Pituitary tumors are suspected in patients with unexplained headaches, characteristic visual abnormalities, or endocrinopathies. Neuroimaging with 1-mm thick slices is done. MRI is usually much more sensitive than CT, particularly for microadenomas.


  • Surgical excision when possible

  • For endocrinopathies, drug treatment

Endocrinopathies are treated.

Pituitary tumors that produce ACTH, growth hormone, or thyroid-stimulating hormone are surgically excised, usually using a transsphenoidal approach. Sometimes, particularly for surgically inaccessible or multifocal tumors, radiation therapy is required.

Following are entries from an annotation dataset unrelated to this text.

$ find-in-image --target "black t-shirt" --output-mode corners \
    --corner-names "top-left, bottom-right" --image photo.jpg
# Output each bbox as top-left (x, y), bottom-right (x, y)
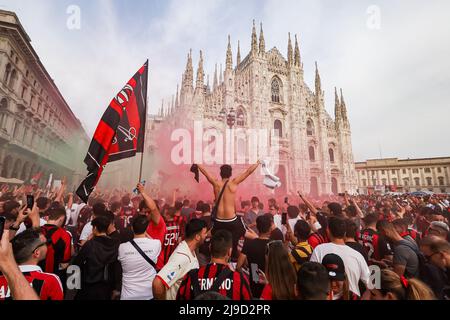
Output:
top-left (242, 238), bottom-right (270, 298)
top-left (198, 216), bottom-right (212, 257)
top-left (270, 228), bottom-right (284, 241)
top-left (345, 242), bottom-right (369, 262)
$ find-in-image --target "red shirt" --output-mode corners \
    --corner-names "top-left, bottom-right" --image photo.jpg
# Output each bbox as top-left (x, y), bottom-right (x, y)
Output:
top-left (0, 265), bottom-right (64, 300)
top-left (177, 263), bottom-right (252, 300)
top-left (261, 284), bottom-right (272, 300)
top-left (308, 232), bottom-right (329, 249)
top-left (147, 216), bottom-right (167, 269)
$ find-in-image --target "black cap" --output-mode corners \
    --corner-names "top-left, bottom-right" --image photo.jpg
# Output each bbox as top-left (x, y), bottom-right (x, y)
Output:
top-left (322, 253), bottom-right (345, 281)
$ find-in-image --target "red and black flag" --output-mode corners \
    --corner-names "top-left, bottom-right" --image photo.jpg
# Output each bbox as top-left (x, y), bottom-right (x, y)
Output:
top-left (76, 61), bottom-right (148, 202)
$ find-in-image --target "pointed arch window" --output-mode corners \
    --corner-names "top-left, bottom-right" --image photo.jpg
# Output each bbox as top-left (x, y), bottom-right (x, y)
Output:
top-left (273, 119), bottom-right (283, 138)
top-left (306, 120), bottom-right (314, 136)
top-left (271, 77), bottom-right (281, 103)
top-left (308, 146), bottom-right (316, 161)
top-left (328, 148), bottom-right (334, 163)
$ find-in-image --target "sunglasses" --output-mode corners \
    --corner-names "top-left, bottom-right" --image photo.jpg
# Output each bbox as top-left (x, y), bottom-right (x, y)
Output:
top-left (32, 240), bottom-right (50, 252)
top-left (266, 240), bottom-right (283, 255)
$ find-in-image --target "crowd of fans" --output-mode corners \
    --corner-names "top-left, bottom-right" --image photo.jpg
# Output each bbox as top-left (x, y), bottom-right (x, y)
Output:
top-left (0, 171), bottom-right (450, 300)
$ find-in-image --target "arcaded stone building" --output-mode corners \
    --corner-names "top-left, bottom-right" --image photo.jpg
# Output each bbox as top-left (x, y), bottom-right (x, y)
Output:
top-left (0, 10), bottom-right (89, 187)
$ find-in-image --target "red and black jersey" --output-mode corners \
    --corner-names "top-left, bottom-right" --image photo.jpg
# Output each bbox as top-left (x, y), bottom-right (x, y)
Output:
top-left (308, 232), bottom-right (330, 249)
top-left (115, 206), bottom-right (136, 233)
top-left (359, 229), bottom-right (390, 261)
top-left (40, 224), bottom-right (72, 273)
top-left (161, 216), bottom-right (186, 264)
top-left (0, 265), bottom-right (64, 301)
top-left (177, 263), bottom-right (252, 300)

Adenomas that produce prolactin are treated with dopaminergic agonists (eg, bromocriptine, pergolide, cabergoline), which lower blood levels and often shrink the tumor. Surgery and radiation therapy are usually unnecessary.

Key Points

  • Most pituitary tumors are adenomas, which may be secretory or nonsecretory.

  • Secretory adenomas may cause diabetes insipidus, galactorrhea, Cushing syndrome, or gigantism or acromegaly.

  • Any pituitary tumor may compress optic nerve tracts, causing bitemporal hemianopia, unilateral optic atrophy, or contralateral hemianopia, or it may compress pituitary tissue, causing a deficiency of pituitary hormones.

  • Excise tumors and treat endocrinopathies; adenomas that produce prolactin may require only treatment with dopaminergic agonists.